Si le barbecue est une pratique ancienne de plus de 500 ans, sa démocratisation, elle, ne date que du XXème siècle. L’une des raisons est la création en 1952 des barbecues à couvercle imaginés par Georges Stephen, l’inventeur du barbecue Weber, qui enthousiasme de par la qualité de la cuisson.
Mais si le barbecue fait fureur aux États-Unis, en France, il n’en est pas de même. Cela va changer après la Seconde Guerre mondiale. La raison ? L’arrivée des GI a apporté un vent de culture américaine sur le Vieux Continent. Cinéma, télévision, musique et même gastronomie…
L’American Way of Life s’exporte rapidement en France. C’est la période des Trente Glorieuses, les ménages sont plus à l’aise financièrement et les classes moyennes s’éloignent des villes pour s’établir en banlieue dans des maisons avec jardin.
Aujourd’hui, 6 Français sur 10 possèdent un barbecue ou une plancha (sondage BVA pour Weber). Un chiffre qui s’est accru au fil des confinements : en deux ans, le marché a progressé de 15% [1]. L’enfermement obligé et la météo avantageuse a poussé les ménages à davantage de repas partagés, notamment en plein air.
Désormais, chacun peut avoir un barbecue chez soi. Barbecue à charbon, à gaz, électrique… Il se pratique aussi bien en terrasse que sur un balcon. Pour répondre à la forte demande, il en existe de toutes tailles, pour tous budgets et pour toutes les expertises.

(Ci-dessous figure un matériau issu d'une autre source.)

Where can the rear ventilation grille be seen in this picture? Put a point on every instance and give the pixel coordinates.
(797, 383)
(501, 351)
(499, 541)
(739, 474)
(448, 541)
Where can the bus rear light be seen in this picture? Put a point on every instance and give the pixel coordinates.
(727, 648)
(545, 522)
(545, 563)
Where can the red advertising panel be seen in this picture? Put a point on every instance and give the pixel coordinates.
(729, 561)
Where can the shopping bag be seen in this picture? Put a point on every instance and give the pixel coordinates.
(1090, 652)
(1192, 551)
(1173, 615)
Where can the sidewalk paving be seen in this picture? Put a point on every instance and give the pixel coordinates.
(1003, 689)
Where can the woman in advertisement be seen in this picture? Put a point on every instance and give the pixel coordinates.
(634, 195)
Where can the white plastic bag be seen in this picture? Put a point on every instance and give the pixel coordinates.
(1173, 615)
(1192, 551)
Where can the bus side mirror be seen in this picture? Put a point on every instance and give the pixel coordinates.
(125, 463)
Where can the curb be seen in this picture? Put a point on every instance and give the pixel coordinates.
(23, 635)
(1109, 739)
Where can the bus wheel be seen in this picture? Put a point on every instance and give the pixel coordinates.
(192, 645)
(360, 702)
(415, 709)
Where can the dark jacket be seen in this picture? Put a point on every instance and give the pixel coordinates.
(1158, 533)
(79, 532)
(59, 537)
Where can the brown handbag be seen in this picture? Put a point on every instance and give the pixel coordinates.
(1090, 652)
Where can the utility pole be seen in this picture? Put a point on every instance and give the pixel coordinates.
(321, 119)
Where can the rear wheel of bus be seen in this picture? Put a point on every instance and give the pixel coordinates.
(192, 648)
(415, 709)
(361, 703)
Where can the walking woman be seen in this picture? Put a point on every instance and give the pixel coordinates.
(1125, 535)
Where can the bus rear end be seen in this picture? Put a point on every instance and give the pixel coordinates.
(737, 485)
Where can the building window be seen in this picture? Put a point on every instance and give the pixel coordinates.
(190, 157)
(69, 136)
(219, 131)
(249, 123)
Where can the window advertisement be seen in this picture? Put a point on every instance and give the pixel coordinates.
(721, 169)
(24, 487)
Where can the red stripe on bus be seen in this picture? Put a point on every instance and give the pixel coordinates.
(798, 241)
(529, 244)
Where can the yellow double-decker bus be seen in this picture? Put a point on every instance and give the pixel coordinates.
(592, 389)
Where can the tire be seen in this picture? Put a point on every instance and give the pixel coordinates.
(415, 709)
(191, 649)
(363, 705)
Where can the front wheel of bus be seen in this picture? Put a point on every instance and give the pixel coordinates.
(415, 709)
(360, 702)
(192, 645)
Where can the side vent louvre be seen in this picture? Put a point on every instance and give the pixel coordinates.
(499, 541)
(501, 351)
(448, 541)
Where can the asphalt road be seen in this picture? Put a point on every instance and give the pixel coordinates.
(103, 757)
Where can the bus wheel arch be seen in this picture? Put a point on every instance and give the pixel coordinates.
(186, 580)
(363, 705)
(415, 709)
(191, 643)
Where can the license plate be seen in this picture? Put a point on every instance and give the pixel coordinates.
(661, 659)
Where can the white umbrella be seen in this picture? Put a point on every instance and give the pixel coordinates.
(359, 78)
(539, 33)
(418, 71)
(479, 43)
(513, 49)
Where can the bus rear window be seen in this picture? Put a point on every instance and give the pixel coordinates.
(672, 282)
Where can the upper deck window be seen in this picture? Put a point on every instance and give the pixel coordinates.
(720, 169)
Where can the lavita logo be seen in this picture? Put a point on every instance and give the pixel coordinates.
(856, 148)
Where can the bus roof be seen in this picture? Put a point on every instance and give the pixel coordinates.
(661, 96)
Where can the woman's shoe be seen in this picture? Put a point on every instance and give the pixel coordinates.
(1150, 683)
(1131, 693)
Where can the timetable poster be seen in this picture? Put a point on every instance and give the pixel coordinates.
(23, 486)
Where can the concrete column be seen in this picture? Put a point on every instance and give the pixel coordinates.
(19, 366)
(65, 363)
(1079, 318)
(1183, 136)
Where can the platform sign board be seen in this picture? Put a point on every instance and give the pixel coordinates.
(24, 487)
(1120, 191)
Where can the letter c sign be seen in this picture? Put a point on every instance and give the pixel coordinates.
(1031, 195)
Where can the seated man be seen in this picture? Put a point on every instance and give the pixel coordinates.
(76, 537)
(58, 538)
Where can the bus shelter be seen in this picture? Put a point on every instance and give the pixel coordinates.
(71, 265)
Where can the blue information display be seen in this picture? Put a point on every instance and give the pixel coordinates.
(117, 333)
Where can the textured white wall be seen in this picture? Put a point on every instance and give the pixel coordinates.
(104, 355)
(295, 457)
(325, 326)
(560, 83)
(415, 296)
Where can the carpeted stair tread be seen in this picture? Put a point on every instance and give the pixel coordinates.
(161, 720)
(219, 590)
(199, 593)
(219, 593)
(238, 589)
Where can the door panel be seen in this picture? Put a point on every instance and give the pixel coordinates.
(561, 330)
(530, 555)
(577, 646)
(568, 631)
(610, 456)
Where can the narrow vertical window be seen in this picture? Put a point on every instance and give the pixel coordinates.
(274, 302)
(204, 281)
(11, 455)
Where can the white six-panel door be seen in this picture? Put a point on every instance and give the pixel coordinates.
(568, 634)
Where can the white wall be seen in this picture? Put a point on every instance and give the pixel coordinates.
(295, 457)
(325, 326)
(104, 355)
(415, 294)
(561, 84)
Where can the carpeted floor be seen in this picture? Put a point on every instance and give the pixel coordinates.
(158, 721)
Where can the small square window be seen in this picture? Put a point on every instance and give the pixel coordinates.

Ce large marché permet à chaque classe sociale de trouver le barbecue qui lui convient, que ce soit pour préparer les incontournables merguez et chipolatas ou pour animer une garden-party chic.
Autre changement : la féminisation de la pratique. Certes, celle-ci reste en grande majorité masculine, mais se féminise peu à peu. La preuve en est avec l’arrivée d’équipes féminines au Championnat de France de barbecue. Le traditionnel barbecue au charbon de bois a certes évolué, mais son esprit festif attire toujours autant.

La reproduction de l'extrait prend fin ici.